Shepta asserts that the commission is adhering too strictly to the requirements of the statute, and cites the cases of Pannacci v. State Civil Service Commission, 101 Pa. Commonwealth Ct. 602, 516 A.2d 1327 (1986), and Samuel v. State Civil Service Commission, 104 Pa. Commonwealth Ct. 474, 522 A.2d 163 (1987), as authority that administrative agencies are permitted a more lenient standard. The conclusion is accurate, but neither case is analogous to Shepta's.

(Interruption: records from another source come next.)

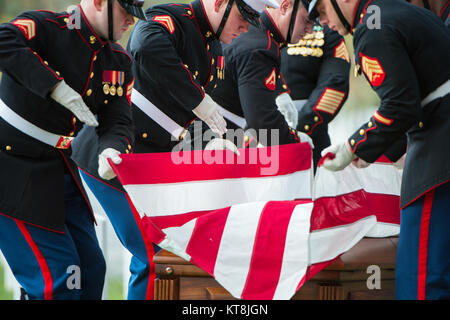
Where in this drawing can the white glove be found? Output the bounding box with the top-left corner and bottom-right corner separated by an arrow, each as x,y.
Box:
98,148 -> 122,180
205,138 -> 239,155
352,158 -> 370,169
192,94 -> 227,136
321,142 -> 356,171
297,131 -> 314,149
50,80 -> 98,127
394,154 -> 406,170
275,92 -> 298,128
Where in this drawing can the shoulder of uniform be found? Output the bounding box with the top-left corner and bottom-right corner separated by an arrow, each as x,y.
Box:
111,42 -> 132,62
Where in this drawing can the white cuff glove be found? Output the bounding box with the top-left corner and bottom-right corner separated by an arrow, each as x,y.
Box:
205,138 -> 239,155
297,131 -> 314,149
98,148 -> 122,180
275,92 -> 298,129
192,94 -> 227,136
352,158 -> 370,169
50,80 -> 98,127
321,142 -> 356,171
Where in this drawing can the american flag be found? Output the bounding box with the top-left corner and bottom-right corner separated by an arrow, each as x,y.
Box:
112,143 -> 401,300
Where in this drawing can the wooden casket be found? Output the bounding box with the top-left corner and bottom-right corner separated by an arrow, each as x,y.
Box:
154,237 -> 398,300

In Pannacci, the employee timely appealed his nonselection, but failed to state the specific reasons for the alleged discrimination. After filing the appeal, Pannacci sent two letters to the commission setting forth the details of the alleged discrimination. The executive director of the commission allowed the letters to be included because they related to the appeal requests previously filed with the agency. We agreed that the letters provided sufficient additional information to entitle Pannacci to a hearing.
[ 124 Pa. Commw. Page 71]
The situation in Samuel involved a functionally illiterate employee, deemed to have resigned his position by abandonment, who sought a hearing for reinstatement. Samuel filed a timely appeal with the commission, but failed to complete a portion of the form pertaining to discrimination allegations. (Samuel did not intend to allege discrimination.) The commission dismissed the appeal because it determined that Samuel could only appeal the action under section 951(b) of the Act by alleging discrimination. We remanded the case for Samuel to receive a hearing because he met the basic requirements of 4 Pa. Code § 105.12 without making a specific discrimination allegation.

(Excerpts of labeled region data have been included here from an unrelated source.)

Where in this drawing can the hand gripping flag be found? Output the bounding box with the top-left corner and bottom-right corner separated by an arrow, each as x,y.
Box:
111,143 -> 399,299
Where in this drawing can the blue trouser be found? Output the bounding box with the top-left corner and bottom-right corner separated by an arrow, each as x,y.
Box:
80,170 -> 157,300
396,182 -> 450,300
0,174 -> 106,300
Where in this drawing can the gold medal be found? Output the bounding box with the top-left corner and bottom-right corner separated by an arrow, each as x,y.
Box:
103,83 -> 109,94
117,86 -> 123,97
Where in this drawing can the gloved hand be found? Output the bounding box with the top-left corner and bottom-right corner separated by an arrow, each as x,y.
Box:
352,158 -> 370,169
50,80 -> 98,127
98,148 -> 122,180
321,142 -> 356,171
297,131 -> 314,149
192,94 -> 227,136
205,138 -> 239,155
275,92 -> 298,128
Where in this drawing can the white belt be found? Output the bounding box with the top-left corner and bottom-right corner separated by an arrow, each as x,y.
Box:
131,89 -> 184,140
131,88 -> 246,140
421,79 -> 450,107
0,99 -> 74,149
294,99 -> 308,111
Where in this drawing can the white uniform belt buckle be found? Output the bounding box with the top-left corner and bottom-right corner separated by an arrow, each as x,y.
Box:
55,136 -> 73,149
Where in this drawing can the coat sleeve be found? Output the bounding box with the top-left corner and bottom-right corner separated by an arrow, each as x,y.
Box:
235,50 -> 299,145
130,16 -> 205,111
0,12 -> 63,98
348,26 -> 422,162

In both of these cases, the employee unquestionably initiated the appeal process within the twenty-day period. Pannacci essentially permitted an employee to amend a filed appeal, under the proper circumstances, without a formal request to do so. Samuel approved the content of a timely appeal as being legally sufficient.
However, letters which do not meet the basic requirements of 4 Pa. Code § 105.12 cannot be considered sufficient indications that the writer is initiating the appeal process. Therefore, Shepta is not in a position to utilize the exceptions we permitted in Pannacci and Samuel.
Accordingly, we affirm the decision of the commission.
Now, March 8, 1989, the order of the State Civil Service Commission, Appeal No. 7660, dated May 19, 1988, is affirmed.